I would also like input from @rabernat or @NoraLoose as to whether we need any updates to the filter.py script for the B-grid. At this stage, I have not updated any of that code.

B-grid dataclass code:

@dataclass
class BgridVectorLaplacian(BaseVectorLaplacian):
    """̵Vector Laplacian on B-Grid. To be implemented for viscosity operators on B-grids based on POP code.

    Attributes
    ----------

    DXU: x-spacing centered at U points
    DYU: y-spacing centered at U points
    AMF: variable mixing factor for momentum mixing
    HUS: cell widths on south side of U cell
    HUW: cell widths on west side of U cell
    HTE: cell widths on east side of T cell
    HTN: cell widths on north side of T cell
    UAREA: U-cell area
    TAREA: T-cell area
    """

    DXU: ArrayType
    DYU: ArrayType
    AMF: ArrayType
    HUS: ArrayType
    HUW: ArrayType
    HTE: ArrayType
    HTN: ArrayType
    UAREA: ArrayType
    TAREA: ArrayType

    def __post_init__(self):
        np = get_array_module(self.DXU)

        # Derived quantities
        self.UAREA_R = 1/self.UAREA
        self.TAREA_R = 1/self.TAREA

        self.DXUR = 1/self.DXU
        self.DYUR = 1/self.DYU

    def __call__(self, ufield: ArrayType, vfield: ArrayType):
        np = get_array_module(ufield)

        # Constants
        c2 = 2
        p5 = 0.5

        # Calculate coefficients for the stencil without metric terms
        self.WORK1 = (self.HUS/self.HTE)*p5*(self.AMF + np.roll(self.AMF,-1,axis=1))

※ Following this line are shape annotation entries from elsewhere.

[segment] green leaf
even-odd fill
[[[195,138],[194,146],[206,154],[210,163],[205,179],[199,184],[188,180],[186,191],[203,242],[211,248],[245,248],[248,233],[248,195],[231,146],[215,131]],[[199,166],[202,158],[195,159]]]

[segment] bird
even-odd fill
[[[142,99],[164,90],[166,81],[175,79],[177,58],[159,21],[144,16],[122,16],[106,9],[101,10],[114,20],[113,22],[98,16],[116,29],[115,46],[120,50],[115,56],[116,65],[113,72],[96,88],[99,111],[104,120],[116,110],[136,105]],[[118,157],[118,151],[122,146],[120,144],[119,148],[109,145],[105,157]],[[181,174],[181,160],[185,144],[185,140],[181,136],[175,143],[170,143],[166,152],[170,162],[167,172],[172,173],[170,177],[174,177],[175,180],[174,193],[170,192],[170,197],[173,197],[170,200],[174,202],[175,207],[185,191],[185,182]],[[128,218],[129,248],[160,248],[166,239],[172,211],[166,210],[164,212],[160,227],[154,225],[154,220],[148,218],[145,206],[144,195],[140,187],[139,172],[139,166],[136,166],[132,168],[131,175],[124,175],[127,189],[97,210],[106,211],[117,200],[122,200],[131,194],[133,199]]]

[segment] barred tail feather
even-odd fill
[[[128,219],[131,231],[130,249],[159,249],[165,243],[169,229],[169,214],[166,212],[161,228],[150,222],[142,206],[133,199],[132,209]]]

        self.DUS = self.WORK1*self.UAREA_R # South coefficient of 5-point stencil for the Del**2 operator acting at U points
        self.DUN = np.roll(self.WORK1,1,axis=1)*self.UAREA_R # North coefficient of 5-point stencil

        self.WORK1 = (self.HUW/self.HTN)*p5*(self.AMF + np.roll(self.AMF,-1,axis=0))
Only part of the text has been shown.